O&G exploration is back, deepwater attracting most attention, report says

Oil and gas exploration is back and deepwater sweet spots are attracting the most attention, energy intelligence group Wood Mackenzie’s industry survey has shown.

Illustration: A semi-submersible drilling rig and a supply vessel / Image source: Pexels
Illustration: A semi-submersible drilling rig and a supply vessel / Image source: Pexels

According to Wood Mackenzie’s eleventh yearly oil and gas exploration survey, in which 259 senior energy leaders took part, the exploration industry optimism is back, profits have returned and the prospects look good.

Dr. Andrew Latham, Wood Mackenzie’s vice president, exploration said: “We’re seeing a continued recovery in the exploration sector, and this borne out by the drilling plans and new licenses we’re seeing.

He said that, according to the survey, conventional exploration is still viewed as the primary resource replacement option. The survey also showed that lower costs, both for exploration and development, are key to exploration’s return to value creation.

Wood Mackenzie said that high-quality prospects in deepwater sweet spots, such as Brazil, Guyana, the Gulf of Mexico and the East Mediterranean, are attracting the most attention. Just in Guyana, Exxon has made thirteen oil and gas discoveries since 2015, and has ordered two FPSOs for the development of Liza discovery.  ExxonMobil is also evaluating plans to add another exploration drillship, which would be Exxon’s fourth drillship in Guyana focused on exploration works.

According to Wood Mackenzie’s exploration survey, the global exploration budget will total about $40 billion in 2019, half of which will be spent on drilling, while 25% is earmarked for geological and geophysical surveys.

Digitalization spend set to increase

Also, Wood Mackenzie says that digitalization today accounts for about 8% of the total spend, but this will increase as new seismic processing techniques, machine learning and AI become fundamental tools for explorers.

Dr. Latham said: “Digitalisation offers exploration the possibility of better resolution of the subsurface, better seismic modeling and growing use of automated interpretation.
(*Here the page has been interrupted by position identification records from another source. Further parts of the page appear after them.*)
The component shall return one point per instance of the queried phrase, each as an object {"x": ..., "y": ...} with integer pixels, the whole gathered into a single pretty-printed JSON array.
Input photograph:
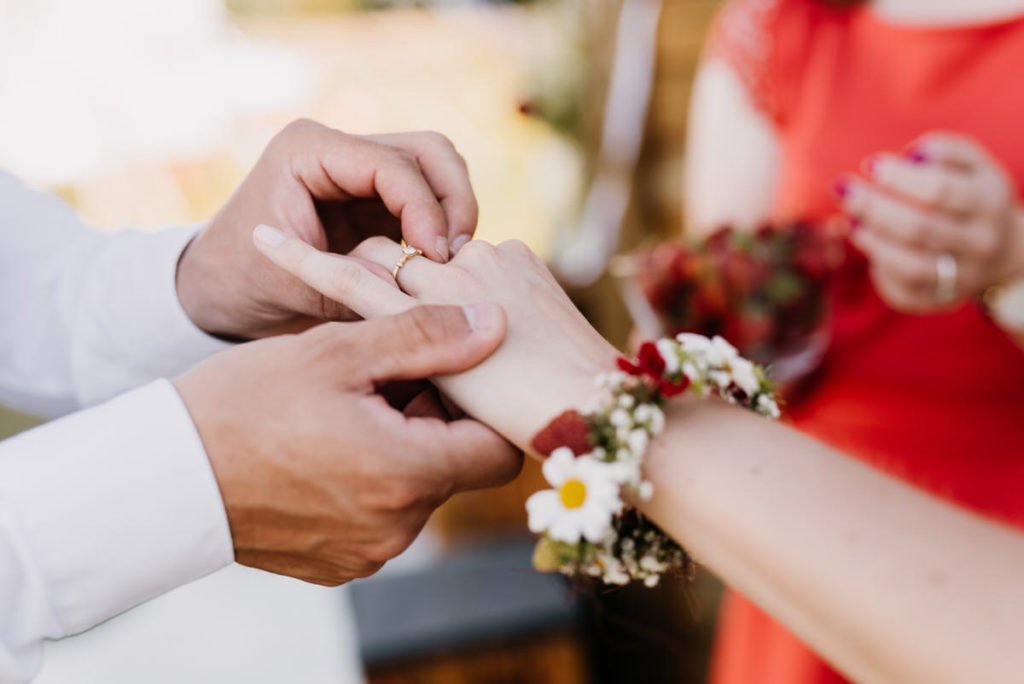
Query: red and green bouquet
[{"x": 765, "y": 291}]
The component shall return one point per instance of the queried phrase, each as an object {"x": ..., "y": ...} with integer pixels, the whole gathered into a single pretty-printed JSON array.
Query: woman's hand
[
  {"x": 940, "y": 223},
  {"x": 550, "y": 356}
]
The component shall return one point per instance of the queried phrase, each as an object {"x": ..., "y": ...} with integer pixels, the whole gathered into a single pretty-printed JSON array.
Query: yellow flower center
[{"x": 572, "y": 494}]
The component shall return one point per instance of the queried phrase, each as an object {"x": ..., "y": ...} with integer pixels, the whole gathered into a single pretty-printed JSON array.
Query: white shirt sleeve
[
  {"x": 100, "y": 511},
  {"x": 111, "y": 506},
  {"x": 85, "y": 315}
]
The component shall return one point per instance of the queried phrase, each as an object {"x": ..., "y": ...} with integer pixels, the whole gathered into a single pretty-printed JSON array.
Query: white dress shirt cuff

He added: “Digitalisation has become a consistent feature on our surveys. The survey results back up our expectation that the exploration industry, led by the majors, will spend billions each year on digitalization.”

Dr. Latham said that efficiency gains – hard-won during the downturn – mean that doing more with less is now standard. And while there is more investment in the exploration pipeline, that cash goes farther than before. According to our survey, the industry is confident that it can break even with an average oil price of around $50 per barrel.

Around 22% of the survey respondents believe that exploration can break even with Brent in a $55- $60/bbl band, while a further 18% are comfortable in the $45-$50/bbl range.

Four years ago, Woodmac says, before the oil price crash, companies were looking at a break-even price of around $80/bbl. According to survey respondents, exploration’s economics have been improved by the move towards less project complexity. Explorers are looking at prospects in less challenging basins, and as Dr. Latham noted, this not only cuts costs, it helps improve drilling time – in some cases by as much as 30% – and allows for quicker project development.

About 36% of those surveyed said they would be investing more on exploration this year, while only 13% had reduced their budgets from last year. An even greater number (38%) said they planned to drill more wells this year while just 10% of respondents expect their well count to be lower than in 2018.